Transplantasi ini menggunakan sel punca darah yang merupakan sel induk pembentuk sel-sel darah, di antaranya sel darah merah, sel darah putih dan keping darah. Sel punca jenis ini dapat diperoleh dari sumsum tulang, darah perifer, dan darah tali pusat.
Baca juga : Ini Argumen Pentingnya Mengenal Golongan Darah, Menjaga Risiko Kesehatan
Transplantasi sel punca darah merupakan terapi yang Biasa dilakukan di negara lain. Di Indonesia, transplantasi ini sudah dapat dilakukan meski Tetap terbatas jumlahnya. Enggak jarang juga pasien yang Ingin menjalani transplantasi kemudian dirujuk ke rumah sakit di luar negeri.
“Transplantasi sel punca darah sudah dapat dilakukan di Indonesia, salah satunya di Tzu Chi Hospital Pantai Indah Kapuk. Memang, di Indonesia, jumlah rumah sakit yang Bisa melakukan terapi ini belum banyak karena keterbatasan fasilitas dan ketersediaan obat-obatan.”
“Juga, Enggak Sekalian rumah sakit dapat memberikan layanan transplantasi sel punca darah karena terapi ini butuh ruang rawat Tertentu yang steril Demi menekan kemungkinan komplikasi pasca transplantasi,” Terang dr Edi Tehuteru, dokter spesialis anak Tzu Chi Hospital.

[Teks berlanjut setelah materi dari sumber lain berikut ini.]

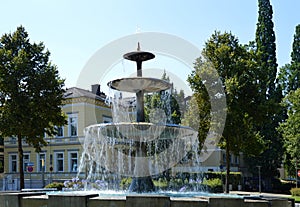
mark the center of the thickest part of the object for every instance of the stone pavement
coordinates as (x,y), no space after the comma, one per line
(244,193)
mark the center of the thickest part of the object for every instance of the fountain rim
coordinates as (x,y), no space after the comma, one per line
(146,84)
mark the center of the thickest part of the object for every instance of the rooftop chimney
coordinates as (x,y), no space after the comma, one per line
(96,89)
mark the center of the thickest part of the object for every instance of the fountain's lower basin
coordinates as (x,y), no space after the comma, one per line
(171,199)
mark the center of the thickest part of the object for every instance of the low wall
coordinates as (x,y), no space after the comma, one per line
(85,199)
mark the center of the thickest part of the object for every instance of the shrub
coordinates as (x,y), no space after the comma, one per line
(295,191)
(56,185)
(213,185)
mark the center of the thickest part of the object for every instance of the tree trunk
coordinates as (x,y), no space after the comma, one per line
(21,171)
(227,168)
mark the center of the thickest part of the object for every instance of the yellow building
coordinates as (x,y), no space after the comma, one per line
(60,159)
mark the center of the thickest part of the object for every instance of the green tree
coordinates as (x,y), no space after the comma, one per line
(266,48)
(289,78)
(31,93)
(269,97)
(290,130)
(236,70)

Baca juga : Jelita, Hati-hati Gunakan Produk Sel Punca Luar Negeri
“Anak-anak yang menjalani transplantasi harus dirawat di dalam Ruangan steril Sekeliling 30 hari setelah sel punca diinfuskan ke dalam tubuhnya Tiba sel punca yang ditransplantasikan dapat berfungsi dengan Berkualitas dan sistem imunnya siap,” lanjut dr Edi.
Ia mengatakan kendala lain yang dihadapi Ketika melakukan transplantasi yakni sulitnya mencari donor sel punca karena kebanyakan transplantasi yang dilakukan Demi kelainan darah seperti talasemia membutuhkan sel punca dari orang lain.
“Sayangnya, negara kita belum Mempunyai bank data sel punca publik seperti di negara-negara lain. Ini akan memperpanjang waktu yang dibutuhkan dalam menemukan donor yang cocok,” pungkas dr Edi.
Baca juga : Indonesia Disebut Berada di Sabuk Talasemia Dunia, Apa Itu?
Ini mendorong PT Cordlife Persada Demi giat memperkenalkan praktik penyimpanan darah tali pusat sejak 2007. Darah tali pusat merupakan salah satu sumber sel punca darah yang dapat digunakan dalam transplantasi Demi penyakit-penyakit yang berkaitan dengan kelainan darah seperti leukemia dan talasemia.
Dokter Meriana Virtin, Medical Advisor PT Cordlife Persada mengatakan penyimpanan darah tali pusat bersifat seperti tabungan yang dapat digunakan Ketika dibutuhkan. Tujuan Primer penyimpanan darah tali pusat Ialah sebagai simpanan yang dapat digunakan oleh bayi pemilik darah tali pusat itu sendiri Apabila dibutuhkan Ketika ia bertumbuh dewasa. Tetapi, darah tali pusat yang disimpan ini juga mungkin Dapat bermanfaat bagi keluarga Apabila Terdapat yang membutuhkan transplantasi sel punca.
“Itu sebabnya kami mendorong orang Sepuh menyimpan darah tali pusat setiap anak mereka karena makin banyak anak yang sel puncanya disimpan, maka keluarga itu akan Mempunyai keragaman sel punca yang semakin banyak pula. Ini akan meningkatkan kemungkinan menemukan sel punca yang cocok Demi digunakan Ketika salah satu Personil keluarga membutuhkannya Demi terapi,” terangnya.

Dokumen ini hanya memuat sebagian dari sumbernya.